La volatilité des taux conjuguée au flot de surcharges et autres augmentations générales de taux (General Rate Increases, GRI) arbitrairement décidées par les armateurs rend les tarifs de la ligne régulière peu lisibles et nuit à leur crédibilité. "Avec les taux spot actuels qui avoisinent les 650 dollars par EVP, l'application des Baf, PRS et SCS en mai aurait conféré à MSC un fret négatif de 365 dollars", explique le cabinet. Mais si la plupart des armateurs continuent de publier des tarifs de Baf, ils ont en réalité cessé de les appliquer sur le trade Asie-Europe depuis la dernière plongée des taux de fret sur ce marché, selon Alphaliner. "Hormis quatre opérateurs, Maersk, CMA CGM, APL et Mol, dont les surcharges carburant sont inférieures à 650 dollars en mai, la totalité du panel étudié afficherait des taux de fret négatifs s'ils maintenaient leurs Baf".

"Sur le trade Asie-Europe, les Baf ne sont plus pertinents"

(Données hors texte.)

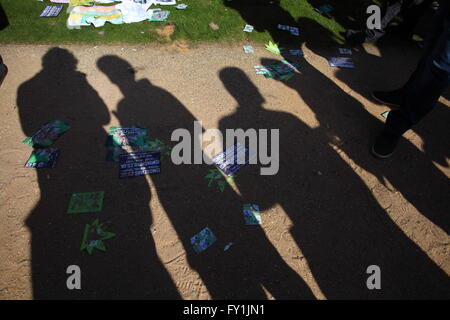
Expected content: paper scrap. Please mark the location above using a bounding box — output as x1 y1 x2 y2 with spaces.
328 57 356 69
119 151 161 178
243 24 254 32
39 4 63 18
80 219 116 254
243 46 255 53
243 204 262 225
191 227 217 253
67 191 105 214
24 148 59 168
22 120 70 147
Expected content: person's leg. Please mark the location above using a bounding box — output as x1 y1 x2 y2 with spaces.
372 56 449 158
0 56 8 86
346 0 429 43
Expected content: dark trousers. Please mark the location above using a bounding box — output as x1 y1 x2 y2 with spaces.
385 3 450 136
365 0 431 41
385 56 449 136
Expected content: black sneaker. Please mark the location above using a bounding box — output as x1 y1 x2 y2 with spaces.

Les taux de fret sur le trade Asie-Europe du Nord ont connu au cours des deux derniers mois la chute la plus importante de leur histoire, dévissant de 53 %, de 1.400 dollars mi-mars à 650 mi-mai. Pour la seconde fois après l'épisode de septembre 2011, les taux de fret moyens nets de surcharges sont actuellement négatifs. "La dernière fois, la situation a duré quatre mois avant qu'une série de GRI au premier trimestre 2012 ne ramène les taux à des niveaux rentables", rappelle Alphaliner.

Une situation absurde

Pour l'instant, toutes les tentatives des armateurs pour relever les tarifs depuis début 2013 ont été infructueuses. Alors que les derniers GRI prévus pour mai et juin ont manifestement encore échoué, une nouvelle salve de hausses a déjà été annoncée pour le début du mois de juillet, comprises entre 750 et 1.000 dollars.
Pour le consultant maritime, la situation ubuesque que connaît le secteur en ce moment obligera ce dernier à une refonte de son système de tarification. "L'extrême volatilité des prix observée depuis deux ans garantit une révision de la structure actuelle des taux de fret sur les routes Asie-Europe. Le Baf était une surcharge pertinente à l'époque de la conférence FEFC (Far Eastern Freight Conference, NDLR), lorsque les taux étaient plus stables et que les opérateurs avaient besoin d'un mécanisme d'ajustement rapide, observe Alphaliner. Maintenant que les taux sont revus régulièrement, presque chaque semaine, l'application de ces surcharges est moins appropriée".
Le cabinet souligne l'absurdité de la situation actuelle, qui veut que des GRI soient annoncées pratiquement mensuellement alors que leur application réelle est très aléatoire. "Sur un tel marché, les opérateurs devraient être capables d'inclure les fluctuations du prix des soutes ou tout autre hausse soudaine de leurs coûts dans le cours normal des taux", conclut Alphaliner.